Of the five factors that make up the Economic Realities Test, the DOL considers the first two as “core factors,” which are the most demonstrative as to whether a worker is economically dependent on someone else’s business or is in business for him- or herself. They are
The nature and degree of control over the work; and
The worker’s opportunity for profit or loss based on initiative and/or investment.

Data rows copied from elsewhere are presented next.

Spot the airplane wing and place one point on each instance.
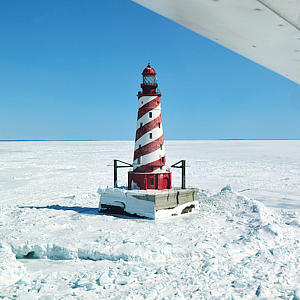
(265, 31)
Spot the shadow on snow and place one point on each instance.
(85, 211)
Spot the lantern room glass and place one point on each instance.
(149, 79)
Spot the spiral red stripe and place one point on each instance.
(147, 127)
(152, 166)
(148, 107)
(148, 148)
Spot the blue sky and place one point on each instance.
(72, 69)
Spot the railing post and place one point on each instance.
(115, 173)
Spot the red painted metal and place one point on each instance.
(149, 71)
(149, 181)
(152, 175)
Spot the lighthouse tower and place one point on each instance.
(149, 170)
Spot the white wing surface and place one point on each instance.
(265, 31)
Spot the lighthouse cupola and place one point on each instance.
(149, 84)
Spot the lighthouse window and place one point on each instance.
(149, 79)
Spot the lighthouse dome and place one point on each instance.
(149, 71)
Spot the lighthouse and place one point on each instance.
(149, 193)
(149, 160)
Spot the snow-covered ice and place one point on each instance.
(244, 242)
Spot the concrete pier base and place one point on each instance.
(152, 204)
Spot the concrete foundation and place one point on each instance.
(149, 203)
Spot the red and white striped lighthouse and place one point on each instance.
(149, 170)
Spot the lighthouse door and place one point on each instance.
(166, 183)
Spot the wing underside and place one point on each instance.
(265, 31)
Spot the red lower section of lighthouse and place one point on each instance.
(149, 181)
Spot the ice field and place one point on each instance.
(243, 244)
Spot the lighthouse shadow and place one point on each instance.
(86, 211)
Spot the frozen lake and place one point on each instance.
(244, 243)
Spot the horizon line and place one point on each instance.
(96, 140)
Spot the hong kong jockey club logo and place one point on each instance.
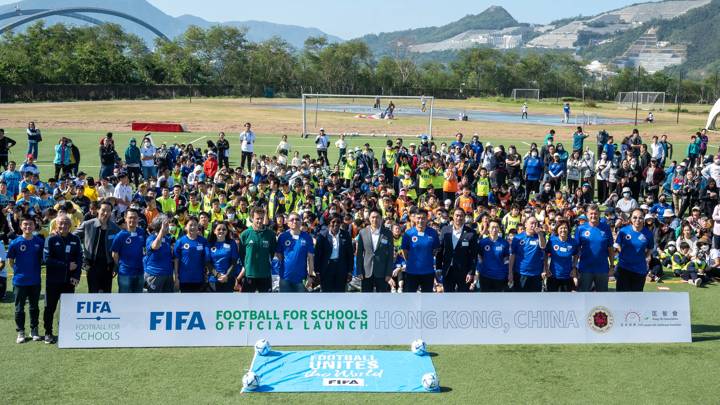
(600, 319)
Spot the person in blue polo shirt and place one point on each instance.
(63, 257)
(419, 244)
(24, 257)
(495, 274)
(561, 249)
(157, 262)
(596, 253)
(190, 259)
(223, 254)
(635, 243)
(296, 253)
(527, 257)
(127, 252)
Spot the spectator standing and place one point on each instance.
(127, 252)
(97, 235)
(375, 255)
(24, 257)
(334, 256)
(63, 258)
(295, 251)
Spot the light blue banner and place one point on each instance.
(342, 370)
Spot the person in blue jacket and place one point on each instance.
(24, 257)
(533, 169)
(635, 244)
(223, 255)
(190, 259)
(127, 252)
(63, 257)
(158, 262)
(419, 245)
(495, 274)
(561, 249)
(527, 257)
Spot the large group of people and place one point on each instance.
(432, 217)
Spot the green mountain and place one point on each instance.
(388, 43)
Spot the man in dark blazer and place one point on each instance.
(375, 256)
(97, 235)
(458, 254)
(334, 256)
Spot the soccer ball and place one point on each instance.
(251, 381)
(262, 347)
(418, 347)
(431, 382)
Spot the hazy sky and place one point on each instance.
(352, 18)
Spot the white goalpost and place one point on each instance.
(371, 115)
(526, 94)
(644, 99)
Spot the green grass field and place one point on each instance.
(649, 373)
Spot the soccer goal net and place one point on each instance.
(645, 99)
(526, 94)
(367, 115)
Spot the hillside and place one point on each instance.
(169, 25)
(387, 43)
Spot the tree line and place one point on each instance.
(223, 56)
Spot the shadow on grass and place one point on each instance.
(709, 332)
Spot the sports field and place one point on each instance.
(651, 373)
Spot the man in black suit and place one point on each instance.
(375, 256)
(458, 254)
(334, 256)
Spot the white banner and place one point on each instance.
(165, 320)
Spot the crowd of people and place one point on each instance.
(433, 217)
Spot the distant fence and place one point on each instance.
(89, 92)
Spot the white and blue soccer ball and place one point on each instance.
(262, 347)
(251, 381)
(431, 382)
(418, 347)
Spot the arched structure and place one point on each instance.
(72, 12)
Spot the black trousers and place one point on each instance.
(52, 297)
(374, 284)
(100, 278)
(246, 156)
(629, 281)
(31, 294)
(424, 281)
(492, 285)
(454, 280)
(192, 287)
(256, 284)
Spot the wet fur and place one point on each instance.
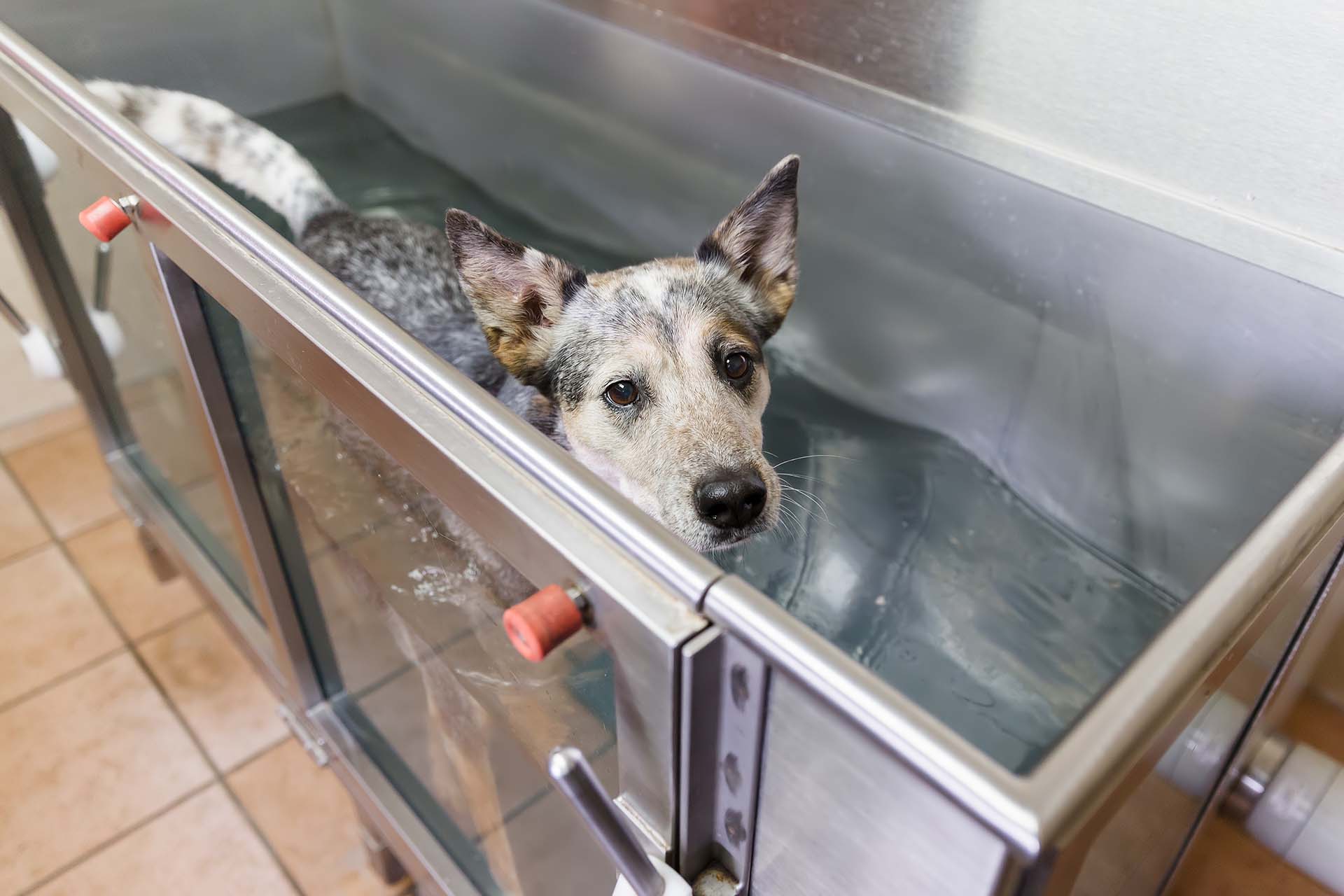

Three other factors that may serve as additional guideposts in the analysis, particularly when the two core factors do not point to the same classification, are
The amount of skill required for the work;
The degree of permanence of the working relationship between the worker and the potential employer; and
Whether the work is part of an integrated unit of production.
The final rules include examples that help illustrate the five factors.
It is important for the business owner to look at the entire relationship with the worker, consider the degree of his/her right to direct and control the worker’s actions and, finally, to document each of the factors the business owner uses to arrive at the determination.
The IRS has some helpful online information on determining worker status at Independent Contractor (Self-Employed) or Employee? Watch for updates as a result of the final rules.
As an alternative, the business can ask the IRS to make a formal determination on the worker’s status by filing IRS Form SS-8, Determination of Worker Status for Purposes of Federal Employment Taxes and Income Tax Withholding. The filing takes at least six months to process.
Conclusion
Determining whether a worker is an employee or independent contractor for tax purposes as well as retirement plan coverage purposes can be tricky. The DOL has put forth final regulations to help businesses make the determination based on the five factors of the Economic Realities Test.